Without such a system, the growing numbers of independent voters and third parties ensure the current trend toward political leaders elected by plurality (that is, the greatest number of votes, but not necessarily a majority). In the 1992 and 1996 presidential elections, only a quarter of all states were won by a clear majority. "There's nothing in the Constitution that ordains we should have plurality voting," says John Anderson, who polled 7 percent of the national vote as a third-party presidential candidate in 1980. He is now president of the Center for Voting and Democracy, which seeks to popularize voting reforms. Instant runoff, he says, would also save third parties from their spoiler role of benefiting the majority party that they have least in common with. In his campaign in 1980, says Anderson, "the spoiler charge definitely took its toll; I could have done two or three times as well if that incubus had not been hovering over the race." As for Nader, beyond reaching the 5 percent of the vote needed for federal matching funds, he might even have garnered the 15 percent necessary for inclusion in future national debates.

An end to the spoiler effect should appeal equally to the major parties. In several recent congressional races in New Mexico, for example, the Green vote threw races to Republicans. And in Alaska's 1994 gubernatorial race, votes for Libertarian and Alaska Independent Party candidates siphoned votes from Republicans, electing Democrat Tony Knowles.

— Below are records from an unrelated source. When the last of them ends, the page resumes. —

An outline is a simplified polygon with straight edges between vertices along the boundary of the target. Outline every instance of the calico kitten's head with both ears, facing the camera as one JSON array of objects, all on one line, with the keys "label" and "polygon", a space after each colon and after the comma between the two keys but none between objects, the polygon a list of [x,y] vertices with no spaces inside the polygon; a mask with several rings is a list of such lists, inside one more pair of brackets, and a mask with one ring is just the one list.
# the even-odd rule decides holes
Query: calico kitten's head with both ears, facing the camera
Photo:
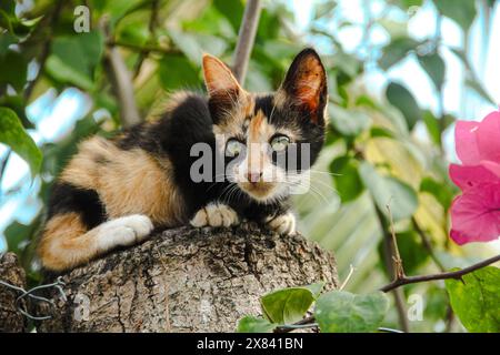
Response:
[{"label": "calico kitten's head with both ears, facing the camera", "polygon": [[203,73],[226,178],[261,203],[304,187],[324,140],[327,75],[318,53],[300,52],[269,94],[244,91],[211,55],[203,57]]}]

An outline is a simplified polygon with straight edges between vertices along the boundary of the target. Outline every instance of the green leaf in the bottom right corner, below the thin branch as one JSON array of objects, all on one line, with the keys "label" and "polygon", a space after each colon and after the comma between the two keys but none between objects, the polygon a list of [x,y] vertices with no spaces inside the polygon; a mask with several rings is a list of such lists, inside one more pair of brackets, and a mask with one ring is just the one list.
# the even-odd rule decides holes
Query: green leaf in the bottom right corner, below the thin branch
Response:
[{"label": "green leaf in the bottom right corner, below the thin branch", "polygon": [[444,282],[451,307],[473,333],[500,333],[500,268],[488,266]]}]

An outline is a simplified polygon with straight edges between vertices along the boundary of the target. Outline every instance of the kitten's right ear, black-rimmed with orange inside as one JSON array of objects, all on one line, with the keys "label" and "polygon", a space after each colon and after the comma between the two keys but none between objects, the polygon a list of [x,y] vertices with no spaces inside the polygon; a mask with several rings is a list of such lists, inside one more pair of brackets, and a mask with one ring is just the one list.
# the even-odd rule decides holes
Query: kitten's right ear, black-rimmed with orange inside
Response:
[{"label": "kitten's right ear, black-rimmed with orange inside", "polygon": [[313,49],[297,54],[278,93],[284,102],[310,111],[312,120],[322,116],[328,100],[327,73]]}]

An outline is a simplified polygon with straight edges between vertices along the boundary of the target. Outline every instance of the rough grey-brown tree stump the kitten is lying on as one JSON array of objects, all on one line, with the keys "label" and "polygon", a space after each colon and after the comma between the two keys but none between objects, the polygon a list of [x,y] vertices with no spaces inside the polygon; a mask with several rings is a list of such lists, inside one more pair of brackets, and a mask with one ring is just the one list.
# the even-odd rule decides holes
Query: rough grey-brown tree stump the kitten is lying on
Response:
[{"label": "rough grey-brown tree stump the kitten is lying on", "polygon": [[[331,254],[300,235],[257,226],[181,227],[63,275],[53,318],[38,332],[233,332],[272,290],[326,281]],[[42,310],[47,312],[48,310]]]}]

The Sierra Club Board of Directors recently voted "to support alternative electoral methods that better reflect the diversity of public opinion," including instant runoff. Shifting to instant runoff could be accomplished by state legislatures or by popular referendum. Alaskans will vote on the issue in 2002, and Vermont and New Mexico are also considering the system. The main opposition, says Anderson, comes from "institutional inertia." If we can get past that, voters may finally be able to vote their hearts without fear of bringing on their worst nightmare.